At its best moments, Elegy for Lonely Guys feels simultaneously like an old friend and something wholly new, lest one forget that it is, in fact, humanly possible to stage a postmodern play that is simultaneously smart and sincere. Elegy even features a Ukrainian barfly, Victor, who constantly rails against excessive American reliance upon sarcasm. Victor is the play's most hilarious and broadest comic creation, but as played by sly, subtle Ehren Park, ES '00—who nails his accent so squarely that he makes John Malkovich in Rounders look like the scenery-ingesting hack that he is—Victor never slips into mere caricature.

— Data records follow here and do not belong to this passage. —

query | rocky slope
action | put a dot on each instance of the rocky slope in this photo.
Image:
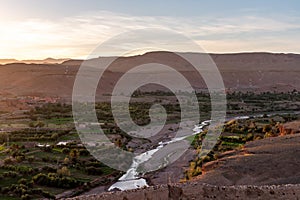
(241, 72)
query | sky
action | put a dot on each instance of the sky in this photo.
(38, 29)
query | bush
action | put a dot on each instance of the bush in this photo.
(65, 150)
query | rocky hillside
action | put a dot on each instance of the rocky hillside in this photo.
(196, 190)
(241, 72)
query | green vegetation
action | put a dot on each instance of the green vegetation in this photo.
(235, 134)
(33, 165)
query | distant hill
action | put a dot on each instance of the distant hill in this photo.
(241, 72)
(44, 61)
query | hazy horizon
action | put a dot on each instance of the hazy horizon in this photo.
(58, 29)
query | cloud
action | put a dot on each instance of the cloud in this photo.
(77, 36)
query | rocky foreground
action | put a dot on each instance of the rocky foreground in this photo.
(194, 190)
(263, 169)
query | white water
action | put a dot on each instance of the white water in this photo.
(131, 179)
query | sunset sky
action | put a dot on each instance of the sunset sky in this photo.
(32, 29)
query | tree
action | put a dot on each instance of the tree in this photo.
(3, 137)
(74, 154)
(64, 171)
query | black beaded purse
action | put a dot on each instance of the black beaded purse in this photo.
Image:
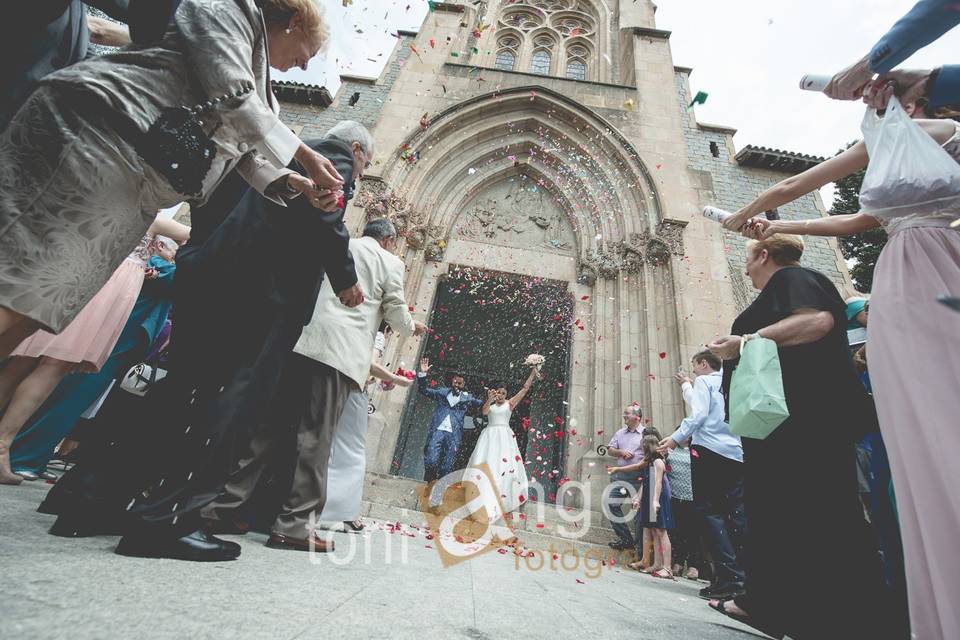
(179, 148)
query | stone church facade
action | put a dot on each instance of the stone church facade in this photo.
(558, 144)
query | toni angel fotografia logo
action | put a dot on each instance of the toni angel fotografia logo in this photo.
(465, 514)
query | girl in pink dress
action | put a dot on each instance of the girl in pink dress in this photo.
(914, 349)
(40, 362)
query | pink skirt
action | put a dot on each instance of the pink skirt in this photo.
(913, 355)
(90, 338)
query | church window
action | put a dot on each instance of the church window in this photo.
(505, 60)
(576, 70)
(541, 63)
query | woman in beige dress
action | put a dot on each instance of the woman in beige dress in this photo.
(914, 348)
(75, 194)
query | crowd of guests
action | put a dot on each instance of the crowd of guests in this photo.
(786, 519)
(255, 405)
(268, 354)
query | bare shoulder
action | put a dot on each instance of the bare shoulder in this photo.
(939, 130)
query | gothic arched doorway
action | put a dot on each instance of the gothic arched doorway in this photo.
(483, 325)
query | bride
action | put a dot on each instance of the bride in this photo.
(497, 446)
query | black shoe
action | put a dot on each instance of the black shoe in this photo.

And a lazier playwright would let him, not only because the laughs come cheaper but because Victor is just a supporting player. The central matter of Elegy is an elusive, gossamer thread, and one is never sure where it begins or ends: no one knows who owns the bar except barkeep Susan (Leslie Klug, DC '00). Well, successful fiction writer Miles (Tom Woodrow, ES '99)—he of the unctuous dulcet tones, pseudo-professorial air, and masterful delivery of the word "shithead"—might know, since he's always strolling into the bar and pouring himself free drinks, which angers junior barkeep Carl (Nathaniel Garrett, ES '99) to no end. But then again, Carl's kind of a frat-boy type and has a shaved head, so naturally he's always pretty pissed off, maybe about sports or something. Plus, there might be something going on between Susan and Miles, or between Miles and Samantha (Maura Malloy, SY '99), best girl of aspiring writer Toby (Boomie Aglietti, DC '99), who craves Miles's approval.

Rounding out the ensemble is Chuck (Ross Wachsman, ES '02), who has spent most of the last month passed out on various tables in the bar and has thus become an unlikely locus of sympathy and parental love (folks are always putting coasters under his cheek or blankets over his shoulders); and finally the boozy, "American Pie"—quoting philosopher Safran (Blake A. Edwards, SM '02), who comes off as the unfailingly endearing love child of Dean Martin and Michael Kin-sley. Edwards is the standout member of a strong cast. He never wastes a good line and wrings the most he can out of the occasionally weak one. Case in point: his throwaway line "Nice, isn't it?" is one of the funniest of the play. Safran, Victor, and Chuck act as the gabby (or snoring) chorus to ongoing intrigues concerning Miles's lechery and Toby's romantic and vocational angst. But not least because Elegy implicitly includes these secondary players in its title, the audience feels as though the play is as much about them as those characters who seem to have lives of their own. And indeed, a late-breaking revelation about Safran—tossed off casually, an approach that is one of the play's biggest merits—makes good on this assumption.

Elegy does not come through in all respects. People always seem to be shouting at each other (especially Carl; someone get that boy a nice big keg), and they all talk alike. Surely one of them would assert his freedom of expression and choose not to intersperse his conversations with "fucking" so fuck-ing much. One expects an explication of these pitched tones and bad blood, but it never arrives. Script weaknesses also intrude upon Woodrow's performance, which is both rich and carefully considered—the voice he uses for Miles reverberates out of the deep, warm cockels of an ego currently applying for statehood.

But the text of Elegy never quite proves its case that all the bargoers could be magnetically drawn to such a smarmy egomaniac, albeit quite a successful one.

These, however, are small quibbles, because Elegy for Lonely Guys is a play blessed not only with a uniformly superb cast, but also with a playwright who is utterly lacking in the self-indulgence department. And there's a lesson to should be learned there, as we post-adolescent lonely guys and girls surely know.